In bijna alle gemeenten is de gemiddelde koopsom in 2019 gestegen, in enkele zelfs meer dan 40%. In 15 gemeenten daalde de koopsom licht, oplopend tot maximaal 7%. Naarmate de prijs harder stijgt, of minder daalt, is de score hoger. Bij de transacties zien we bij 100 gemeenten een stijging tot 30%. Bij 270 gemeenten zien we een daling, eveneens oplopend tot 30%. Ook hier geldt, hoe groter de stijging, of kleiner de afname, des te hoger de score.
Verkooptijden
Bij de Theoretische verkooptijd scoort de laagste TVT in maanden de hoogste score. In tijden van herstel of een gezonde vraag-aanbodverhouding is dit ook een terechte beloning. Op dit moment scoort de TVT in Nederland vier maanden. Veel gemeenten scoren lager, in Urk zelfs korter dan een maand. Van een gezonde marktverhouding is dan uiteraard geen sprake meer. Het aanbod droogt op waardoor de prijzen explosief stijgen. Toch is er ook nog een klein aantal gemeenten met een score van meer dan 10 maanden.
Overige criteria
Een hoge transactiegraad zorgt voor veel dynamiek en verhuisbewegingen. In Amsterdam wordt 15% van de koopvoorraad verkocht. Ook Lelystad scoort boven de 10%, royaal boven het gemiddelde van 5%. Is dat goed of slecht? Wij belonen in de ranking een hogere dynamiek met een hogere score. Bij de gemeenten met de minste beweging wordt 3% van de voorraad verhandeld. Terwijl er in principe niets mis is als bewoners naar tevredenheid op hun plek blijven wonen? De criteria vari?ren in weging. De verkooptijden tellen het zwaarst mee, enerzijds 25% bij de bepaling van de TVT, maar daarnaast ook bij de transactieontwikkeling en de ontwikkeling van het woningaanbod.
Komend jaar
2019 wordt opnieuw spannend. De meeste voorspellingen gaan opnieuw uit van een verdere stijging van de gemiddelde koopsom (met 5%) en een afname van het aantal transacties (met 5%). Uit voorgaande jaren weten we, net als bij verkiezingen, dat voorspellingen maar zelden uitkomen. Met de lage hypotheekrente is een opwaartse tendens wel te verwachten.
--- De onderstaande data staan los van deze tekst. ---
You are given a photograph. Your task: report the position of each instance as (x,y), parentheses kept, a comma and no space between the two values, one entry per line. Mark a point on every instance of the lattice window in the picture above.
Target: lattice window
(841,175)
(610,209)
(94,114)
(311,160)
Door de stijgende prijzen neemt de betaalbaarheid enigszins af. Positief nieuws aan de prijsstijging is wel dat bijna alle kopers van voor 2008 inmiddels niet meer onder water staan. De NHG grens is verhoogd naar € 290.000 waardoor de financierbaarheid behoorlijk op peil blijft. Er zijn tekenen dat het woningaanbod toeneemt. Minder positief is dat het consumentenvertrouwen de laatste maanden daalt. Verder wordt er weer iets meer gebouwd. Meer evenwicht in vraag- en aanbodverhouding, een mooie wens voor de woningmarkt in 2019.